Author: Jan Nijtmans <[email protected]>
State: Draft
Type: Project
Created: 30-Jul-2021
Post-History:
Keywords: Tcl
Tcl-Version: 8.7
Tcl-Branch: tip607-encoding-failindex
Abstract
This TIP proposes to add a "-failindex" option to encoding convertto/convertfrom. The implementation brings TIP [601] to the script level. In case of untransformable data, the error location and the so far transformed string may be retrieved.
-failindex option
The command is extended by a -failindex option:
encoding convertfrom ?-failindex posvar? ?encoding? data
encoding convertto ?-failindex posvar? ?encoding? data
The distinct behaviour is as follows:
- No conversion error
- Option -failindex not given: Converted data returned as command result.
- Option -failindex given: Additionaly, the value -1 is written to the given variable in the caller scope.
- Conversion error present
- Option -failindex not given: In TCL 8.7 or with -nocomplain option, the data is converted with replacement characters as currently done. Otherwise, an error message is thrown by the command (Error Code: EILSEQ).

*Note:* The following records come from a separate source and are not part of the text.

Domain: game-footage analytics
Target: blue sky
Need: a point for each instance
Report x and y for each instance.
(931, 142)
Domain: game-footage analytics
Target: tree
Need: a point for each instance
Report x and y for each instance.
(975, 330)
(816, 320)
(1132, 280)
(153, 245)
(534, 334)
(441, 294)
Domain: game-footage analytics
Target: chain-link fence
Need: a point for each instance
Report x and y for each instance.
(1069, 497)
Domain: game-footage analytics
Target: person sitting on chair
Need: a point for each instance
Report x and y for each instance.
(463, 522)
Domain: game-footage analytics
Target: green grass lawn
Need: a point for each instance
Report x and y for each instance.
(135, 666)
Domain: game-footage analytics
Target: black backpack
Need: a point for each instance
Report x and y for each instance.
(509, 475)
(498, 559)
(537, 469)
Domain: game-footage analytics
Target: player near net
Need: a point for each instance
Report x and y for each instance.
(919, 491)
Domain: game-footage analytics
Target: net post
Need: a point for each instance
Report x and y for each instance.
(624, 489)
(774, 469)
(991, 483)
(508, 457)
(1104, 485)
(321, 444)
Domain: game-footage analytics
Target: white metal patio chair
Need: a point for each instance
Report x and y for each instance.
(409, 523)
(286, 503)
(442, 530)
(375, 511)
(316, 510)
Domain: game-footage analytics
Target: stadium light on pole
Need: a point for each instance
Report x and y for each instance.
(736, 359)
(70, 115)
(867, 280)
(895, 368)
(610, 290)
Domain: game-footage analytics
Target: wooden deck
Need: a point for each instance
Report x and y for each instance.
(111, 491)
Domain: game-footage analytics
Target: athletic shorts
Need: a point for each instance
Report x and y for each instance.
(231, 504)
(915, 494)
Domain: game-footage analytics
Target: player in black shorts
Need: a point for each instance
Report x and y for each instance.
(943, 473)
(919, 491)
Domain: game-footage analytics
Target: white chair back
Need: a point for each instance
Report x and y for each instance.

- Option -failindex given: The converted data until the failed index is returned as command result. The position of the conversion error in the source string is written to the specified variable in the caller scope.
This specification is inspired by the already present option -failindex of the string is command.
This option may not be used together with the TCL encoding option **-nocomplain'' of TIP601.
#discussion
Implementation of byte compiled encoding commands
Jan mentioned, that the implementation is not trivial, as the encoding ensemble is a partially compiled command.
Nevertheless, an implementation is tried in the branch tip601-encoding-failindex
.
The command string is -failindex var is also not byte compiled.
I plan to prefix the current generic byte compiler by a test for a present -failindex option, and not do byte compiling in this case.
incomplete multi byte sequences.
Note: there was a side discussion within the thread if an incomplete multi-byte sequence is an error or not. Unfortunately, the required detail about the reporting method of an incomplete multi-byte sequence was not solved. So, it is considered as an error within this alternate solution.
#credits
The proposal was initiated by a post by Andreas Leitgeb 2021-05-12 on the core list.
Copyright
This document has been placed in the public domain.